Evidence for Coexistence of Bulk Superconductivity and Itinerant Antiferromagnetism in the Heavy Fermion System CeCo(In$_{1-x}$Cd$_x$)$_5$

TL;DR

This study demonstrates the coexistence of bulk superconductivity and itinerant antiferromagnetism in CeCo(In$_{1-x}$Cd$_x$)$_5$, revealing how electronic structure modifications influence their interplay under pressure.

Contribution

It provides experimental evidence for the coexistence of superconductivity and itinerant antiferromagnetism in a heavy fermion system using multiple advanced techniques.

Findings

Magnetic order of itinerant character coexists with superconductivity.

Suppression of antiferromagnetism linked to changes in bandwidth and carrier concentration.

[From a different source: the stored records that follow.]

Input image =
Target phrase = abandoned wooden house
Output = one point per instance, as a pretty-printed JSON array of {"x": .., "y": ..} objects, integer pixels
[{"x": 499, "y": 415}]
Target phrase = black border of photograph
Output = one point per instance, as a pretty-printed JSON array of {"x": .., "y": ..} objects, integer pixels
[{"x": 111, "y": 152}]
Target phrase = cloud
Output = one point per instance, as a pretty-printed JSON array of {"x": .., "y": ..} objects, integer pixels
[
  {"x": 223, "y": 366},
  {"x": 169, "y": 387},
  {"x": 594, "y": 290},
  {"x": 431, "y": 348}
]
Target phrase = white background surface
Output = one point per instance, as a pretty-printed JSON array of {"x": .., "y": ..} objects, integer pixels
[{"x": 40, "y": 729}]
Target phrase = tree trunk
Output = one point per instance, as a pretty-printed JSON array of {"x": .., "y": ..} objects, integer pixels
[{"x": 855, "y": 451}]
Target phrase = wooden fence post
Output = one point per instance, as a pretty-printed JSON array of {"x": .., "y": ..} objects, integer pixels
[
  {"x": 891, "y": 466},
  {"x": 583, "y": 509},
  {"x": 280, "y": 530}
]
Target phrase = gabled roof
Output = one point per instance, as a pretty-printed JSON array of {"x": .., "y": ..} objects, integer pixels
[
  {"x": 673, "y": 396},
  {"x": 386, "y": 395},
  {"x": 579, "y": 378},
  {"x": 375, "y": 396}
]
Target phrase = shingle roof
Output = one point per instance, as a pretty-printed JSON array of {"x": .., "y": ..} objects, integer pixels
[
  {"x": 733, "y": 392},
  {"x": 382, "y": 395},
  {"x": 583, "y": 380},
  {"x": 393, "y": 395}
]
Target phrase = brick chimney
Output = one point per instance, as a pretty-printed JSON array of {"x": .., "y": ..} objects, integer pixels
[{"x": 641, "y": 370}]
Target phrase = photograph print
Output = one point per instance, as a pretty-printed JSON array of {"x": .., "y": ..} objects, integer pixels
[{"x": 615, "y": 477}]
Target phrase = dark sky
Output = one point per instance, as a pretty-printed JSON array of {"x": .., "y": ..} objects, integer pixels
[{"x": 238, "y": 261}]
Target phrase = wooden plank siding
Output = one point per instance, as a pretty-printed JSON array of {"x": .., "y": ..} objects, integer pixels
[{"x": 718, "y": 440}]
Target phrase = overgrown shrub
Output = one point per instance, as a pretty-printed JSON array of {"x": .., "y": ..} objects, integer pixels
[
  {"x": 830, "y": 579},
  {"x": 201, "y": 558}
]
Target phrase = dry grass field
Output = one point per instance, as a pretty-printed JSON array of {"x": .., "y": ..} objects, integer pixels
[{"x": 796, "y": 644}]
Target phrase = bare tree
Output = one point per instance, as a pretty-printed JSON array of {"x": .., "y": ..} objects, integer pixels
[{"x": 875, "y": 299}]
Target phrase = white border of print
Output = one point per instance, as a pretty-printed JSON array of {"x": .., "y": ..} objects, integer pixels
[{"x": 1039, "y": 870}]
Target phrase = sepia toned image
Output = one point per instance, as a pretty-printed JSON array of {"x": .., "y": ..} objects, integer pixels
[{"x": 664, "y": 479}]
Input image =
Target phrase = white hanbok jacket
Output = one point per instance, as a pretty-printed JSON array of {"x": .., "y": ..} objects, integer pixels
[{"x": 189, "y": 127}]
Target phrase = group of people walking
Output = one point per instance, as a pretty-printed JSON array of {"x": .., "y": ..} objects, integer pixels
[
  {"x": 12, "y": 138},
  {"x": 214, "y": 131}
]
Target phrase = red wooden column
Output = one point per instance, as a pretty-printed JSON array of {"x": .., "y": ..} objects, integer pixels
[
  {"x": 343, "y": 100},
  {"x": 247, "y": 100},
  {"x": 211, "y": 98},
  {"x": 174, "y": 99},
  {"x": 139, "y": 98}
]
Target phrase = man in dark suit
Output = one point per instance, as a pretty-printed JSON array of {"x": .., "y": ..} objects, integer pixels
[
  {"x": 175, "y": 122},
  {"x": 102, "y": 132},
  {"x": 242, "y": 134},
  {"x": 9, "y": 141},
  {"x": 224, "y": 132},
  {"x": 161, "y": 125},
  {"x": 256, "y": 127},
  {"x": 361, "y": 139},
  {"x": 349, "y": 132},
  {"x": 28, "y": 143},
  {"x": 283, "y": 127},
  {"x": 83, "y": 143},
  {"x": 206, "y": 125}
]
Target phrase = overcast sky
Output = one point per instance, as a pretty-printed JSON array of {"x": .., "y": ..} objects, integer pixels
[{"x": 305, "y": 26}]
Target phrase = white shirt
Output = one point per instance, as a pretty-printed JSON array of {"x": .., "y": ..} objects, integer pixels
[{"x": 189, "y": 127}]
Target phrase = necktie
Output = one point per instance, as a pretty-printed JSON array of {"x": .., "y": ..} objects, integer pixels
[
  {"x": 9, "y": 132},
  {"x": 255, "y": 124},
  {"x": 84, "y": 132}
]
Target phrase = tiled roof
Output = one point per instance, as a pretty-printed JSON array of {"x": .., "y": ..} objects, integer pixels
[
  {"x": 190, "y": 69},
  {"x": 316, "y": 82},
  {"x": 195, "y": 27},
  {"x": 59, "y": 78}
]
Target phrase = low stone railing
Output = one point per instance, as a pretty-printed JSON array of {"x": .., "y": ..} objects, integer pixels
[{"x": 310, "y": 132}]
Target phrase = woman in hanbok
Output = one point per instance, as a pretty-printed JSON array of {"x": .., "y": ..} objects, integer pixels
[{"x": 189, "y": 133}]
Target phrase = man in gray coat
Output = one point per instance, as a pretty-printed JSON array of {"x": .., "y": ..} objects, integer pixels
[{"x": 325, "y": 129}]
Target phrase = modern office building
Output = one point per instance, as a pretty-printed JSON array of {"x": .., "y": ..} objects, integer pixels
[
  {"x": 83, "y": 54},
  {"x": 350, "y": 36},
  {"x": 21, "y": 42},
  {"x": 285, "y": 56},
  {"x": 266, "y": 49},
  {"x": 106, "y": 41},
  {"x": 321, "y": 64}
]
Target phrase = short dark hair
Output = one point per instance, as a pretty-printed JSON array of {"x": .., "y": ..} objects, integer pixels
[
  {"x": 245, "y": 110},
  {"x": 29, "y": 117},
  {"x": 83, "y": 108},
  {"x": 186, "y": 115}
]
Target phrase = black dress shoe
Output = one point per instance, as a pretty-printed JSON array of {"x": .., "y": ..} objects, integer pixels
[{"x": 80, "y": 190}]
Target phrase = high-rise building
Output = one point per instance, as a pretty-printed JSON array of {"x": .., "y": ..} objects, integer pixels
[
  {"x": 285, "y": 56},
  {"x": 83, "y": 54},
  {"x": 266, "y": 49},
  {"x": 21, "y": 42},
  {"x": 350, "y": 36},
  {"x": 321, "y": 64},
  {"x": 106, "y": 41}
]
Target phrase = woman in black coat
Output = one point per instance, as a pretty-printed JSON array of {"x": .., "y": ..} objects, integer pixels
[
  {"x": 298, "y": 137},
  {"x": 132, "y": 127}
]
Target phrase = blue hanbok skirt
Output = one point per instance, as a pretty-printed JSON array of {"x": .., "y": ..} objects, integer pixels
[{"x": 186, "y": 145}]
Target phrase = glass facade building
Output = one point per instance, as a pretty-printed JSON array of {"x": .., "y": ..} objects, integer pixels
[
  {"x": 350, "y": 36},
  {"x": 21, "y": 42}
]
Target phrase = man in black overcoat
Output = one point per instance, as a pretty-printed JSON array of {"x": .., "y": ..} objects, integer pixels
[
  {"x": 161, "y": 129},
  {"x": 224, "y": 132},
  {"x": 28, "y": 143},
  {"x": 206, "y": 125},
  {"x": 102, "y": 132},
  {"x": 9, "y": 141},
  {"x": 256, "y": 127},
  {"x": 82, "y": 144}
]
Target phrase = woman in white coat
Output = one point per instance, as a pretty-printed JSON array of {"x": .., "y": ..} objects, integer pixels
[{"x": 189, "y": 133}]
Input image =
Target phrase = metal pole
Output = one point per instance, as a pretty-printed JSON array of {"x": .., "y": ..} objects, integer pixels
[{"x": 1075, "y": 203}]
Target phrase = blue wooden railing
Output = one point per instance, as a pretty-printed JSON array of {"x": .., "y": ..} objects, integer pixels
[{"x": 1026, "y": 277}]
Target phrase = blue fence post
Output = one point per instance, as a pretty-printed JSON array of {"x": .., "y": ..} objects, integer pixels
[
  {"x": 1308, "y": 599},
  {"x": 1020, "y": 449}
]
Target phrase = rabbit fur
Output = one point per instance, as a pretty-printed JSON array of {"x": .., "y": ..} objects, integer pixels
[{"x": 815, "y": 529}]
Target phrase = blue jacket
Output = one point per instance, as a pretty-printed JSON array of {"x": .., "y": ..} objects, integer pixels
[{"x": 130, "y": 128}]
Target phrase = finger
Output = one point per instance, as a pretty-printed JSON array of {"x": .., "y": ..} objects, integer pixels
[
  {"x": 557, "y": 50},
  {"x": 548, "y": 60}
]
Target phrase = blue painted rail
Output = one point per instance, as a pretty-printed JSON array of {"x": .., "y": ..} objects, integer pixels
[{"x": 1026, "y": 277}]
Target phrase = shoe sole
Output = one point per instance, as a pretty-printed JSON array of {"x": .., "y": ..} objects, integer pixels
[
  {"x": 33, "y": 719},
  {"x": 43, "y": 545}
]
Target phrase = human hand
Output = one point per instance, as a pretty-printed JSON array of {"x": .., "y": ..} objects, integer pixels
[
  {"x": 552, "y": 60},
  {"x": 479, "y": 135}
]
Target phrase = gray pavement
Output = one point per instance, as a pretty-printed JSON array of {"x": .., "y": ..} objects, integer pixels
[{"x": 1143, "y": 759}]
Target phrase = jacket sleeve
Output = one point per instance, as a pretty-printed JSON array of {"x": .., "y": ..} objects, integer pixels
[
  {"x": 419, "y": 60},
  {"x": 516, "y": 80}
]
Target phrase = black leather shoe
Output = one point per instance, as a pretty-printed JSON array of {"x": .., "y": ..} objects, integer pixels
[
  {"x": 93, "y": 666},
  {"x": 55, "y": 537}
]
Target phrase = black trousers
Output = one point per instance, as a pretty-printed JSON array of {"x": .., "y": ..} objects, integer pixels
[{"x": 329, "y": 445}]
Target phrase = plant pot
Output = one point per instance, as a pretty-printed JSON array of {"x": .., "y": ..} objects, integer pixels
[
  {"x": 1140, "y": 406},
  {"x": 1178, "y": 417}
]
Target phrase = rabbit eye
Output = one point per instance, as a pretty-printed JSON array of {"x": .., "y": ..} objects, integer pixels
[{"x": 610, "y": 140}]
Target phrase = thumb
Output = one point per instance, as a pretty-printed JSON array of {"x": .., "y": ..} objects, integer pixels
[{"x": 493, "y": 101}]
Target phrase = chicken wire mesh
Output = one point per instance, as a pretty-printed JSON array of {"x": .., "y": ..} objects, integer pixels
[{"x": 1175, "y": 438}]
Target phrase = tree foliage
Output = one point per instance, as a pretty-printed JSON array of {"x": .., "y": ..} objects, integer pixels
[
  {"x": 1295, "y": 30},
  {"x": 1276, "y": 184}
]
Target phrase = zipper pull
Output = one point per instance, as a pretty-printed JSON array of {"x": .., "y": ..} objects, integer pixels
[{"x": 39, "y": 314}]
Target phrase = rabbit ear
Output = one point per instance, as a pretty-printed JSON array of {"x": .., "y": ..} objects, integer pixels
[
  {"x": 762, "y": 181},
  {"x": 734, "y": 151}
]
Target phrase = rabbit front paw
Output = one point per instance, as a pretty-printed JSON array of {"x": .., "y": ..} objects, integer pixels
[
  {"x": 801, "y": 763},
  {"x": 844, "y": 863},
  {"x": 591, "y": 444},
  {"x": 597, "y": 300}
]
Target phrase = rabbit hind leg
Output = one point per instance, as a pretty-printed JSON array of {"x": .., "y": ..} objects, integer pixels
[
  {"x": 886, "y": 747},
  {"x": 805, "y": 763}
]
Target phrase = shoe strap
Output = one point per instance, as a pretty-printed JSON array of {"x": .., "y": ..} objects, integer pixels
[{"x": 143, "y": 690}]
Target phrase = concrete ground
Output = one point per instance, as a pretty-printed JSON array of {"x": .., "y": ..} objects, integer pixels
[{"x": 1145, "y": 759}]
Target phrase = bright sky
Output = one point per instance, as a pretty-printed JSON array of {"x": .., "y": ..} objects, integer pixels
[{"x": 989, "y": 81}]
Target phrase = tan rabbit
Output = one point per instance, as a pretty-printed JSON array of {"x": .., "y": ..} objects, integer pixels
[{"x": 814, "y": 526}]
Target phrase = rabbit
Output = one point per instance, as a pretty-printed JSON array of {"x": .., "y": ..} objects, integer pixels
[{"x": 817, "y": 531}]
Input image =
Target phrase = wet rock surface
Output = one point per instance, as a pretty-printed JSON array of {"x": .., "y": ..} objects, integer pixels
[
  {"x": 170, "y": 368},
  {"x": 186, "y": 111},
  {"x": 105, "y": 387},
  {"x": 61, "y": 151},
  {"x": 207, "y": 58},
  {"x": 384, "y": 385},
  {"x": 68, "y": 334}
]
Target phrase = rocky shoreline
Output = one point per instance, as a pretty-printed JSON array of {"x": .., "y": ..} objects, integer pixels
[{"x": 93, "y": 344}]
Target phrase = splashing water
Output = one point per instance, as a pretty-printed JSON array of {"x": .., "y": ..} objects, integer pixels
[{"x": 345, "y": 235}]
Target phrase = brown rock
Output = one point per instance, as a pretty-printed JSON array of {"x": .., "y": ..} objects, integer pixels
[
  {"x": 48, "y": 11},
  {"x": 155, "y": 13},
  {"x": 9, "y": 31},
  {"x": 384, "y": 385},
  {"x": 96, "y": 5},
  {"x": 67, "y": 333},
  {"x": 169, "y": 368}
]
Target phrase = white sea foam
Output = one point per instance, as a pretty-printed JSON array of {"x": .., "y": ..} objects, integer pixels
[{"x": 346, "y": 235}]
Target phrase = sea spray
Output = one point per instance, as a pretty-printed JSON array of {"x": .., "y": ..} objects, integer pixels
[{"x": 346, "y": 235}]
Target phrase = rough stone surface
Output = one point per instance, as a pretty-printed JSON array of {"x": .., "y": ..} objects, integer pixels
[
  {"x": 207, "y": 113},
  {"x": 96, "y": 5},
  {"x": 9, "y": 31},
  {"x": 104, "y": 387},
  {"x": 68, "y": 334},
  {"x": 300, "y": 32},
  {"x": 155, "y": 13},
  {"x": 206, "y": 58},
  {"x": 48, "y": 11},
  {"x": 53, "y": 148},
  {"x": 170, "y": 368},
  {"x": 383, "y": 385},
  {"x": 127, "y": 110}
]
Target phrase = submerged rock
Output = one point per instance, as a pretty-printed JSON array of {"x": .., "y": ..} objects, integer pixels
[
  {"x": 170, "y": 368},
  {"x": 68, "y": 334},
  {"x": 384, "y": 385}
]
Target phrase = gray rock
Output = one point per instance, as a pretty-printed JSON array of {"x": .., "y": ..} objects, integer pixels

Electronic structure modifications under pressure affect the interplay between magnetism and superconductivity.

Abstract

In the generic phase diagram of heavy fermion systems, tuning an external parameter such as hydrostatic or chemical pressure modifies the superconducting transition temperature. The superconducting phase forms a dome in the temperature-tuning parameter phase diagram, which is associated with a maximum of the superconducting pairing interaction. Proximity to antiferromagnetism suggests a relation between the disappearance of antiferromagnetic order and superconductivity. We combine muon spin rotation, neutron scattering, and x-ray absorption spectroscopy techniques to gain access to the magnetic and electronic structure of CeCo(In$_{1-x}$Cd$_x$)$_5$ at different time scales. Different magnetic structures are obtained that indicate a magnetic order of itinerant character, coexisting with bulk superconductivity. The suppression of the antiferromagnetic order appears to be driven by a modification of the bandwidth/carrier concentration, implying that the electronic structure and consequently the interplay of superconductivity and magnetism is strongly affected by hydrostatic and chemical pressure.